4. 年金生活者支援給付金を受け取るための条件は?所得などの支給要件をチェック

ここでは、年金生活者支援給付金の対象となるための具体的な要件を見ていきましょう。

「障害年金生活者支援給付金」と「遺族年金生活者支援給付金」の支給要件は、障害基礎年金または遺族基礎年金の受給者であること、そして前年の所得が479万4000円以下であることです。

この所得を判定する際、障害年金や遺族年金などの非課税収入は計算に含まれません。

また、所得基準額は扶養親族の人数に応じて引き上げられる仕組みになっています。

一方、「老齢年金生活者支援給付金」を受け取るには、所得要件に加えて複数の条件をすべて満たす必要があります。

4.1 「老齢年金生活者支援給付金」の詳しい支給要件

老齢年金生活者支援給付金の支給対象となるのは、次の要件をすべて満たす方です。

  • 65歳以上で、老齢基礎年金を受給していること
  • 同じ世帯の全員が、市町村民税非課税であること
  • 前年の公的年金などの収入とその他の所得(給与所得や利子所得など)の合計額が、昭和31年4月2日以降生まれの方は80万9000円以下、昭和31年4月1日以前生まれの方は80万6700円以下であること

こちらの所得判定においても、障害年金や遺族年金といった非課税収入は合計額に含まれません。

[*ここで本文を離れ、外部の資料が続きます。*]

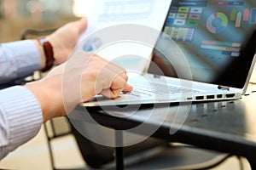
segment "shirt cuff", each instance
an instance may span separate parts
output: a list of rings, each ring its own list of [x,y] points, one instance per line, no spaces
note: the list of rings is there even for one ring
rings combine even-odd
[[[32,40],[7,42],[2,46],[7,60],[11,61],[9,67],[10,76],[26,77],[40,68],[40,54]]]
[[[33,138],[43,123],[40,105],[25,87],[0,91],[0,159]]]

なお、所得基準額を少しだけ超えてしまう方との公平性を図るため、基準をわずかに上回る方向けに「補足的老齢年金生活者支援給付金」という制度が用意されています。

補足的老齢年金生活者支援給付金とは

昭和31年4月2日以降に生まれた方で所得が80万9000円超~90万9000円以下、昭和31年4月1日以前に生まれた方で所得が80万6700円超~90万6700円以下の場合、この補足的な給付金の対象となります。この制度では、所得額に応じて支給額が段階的に減額されます。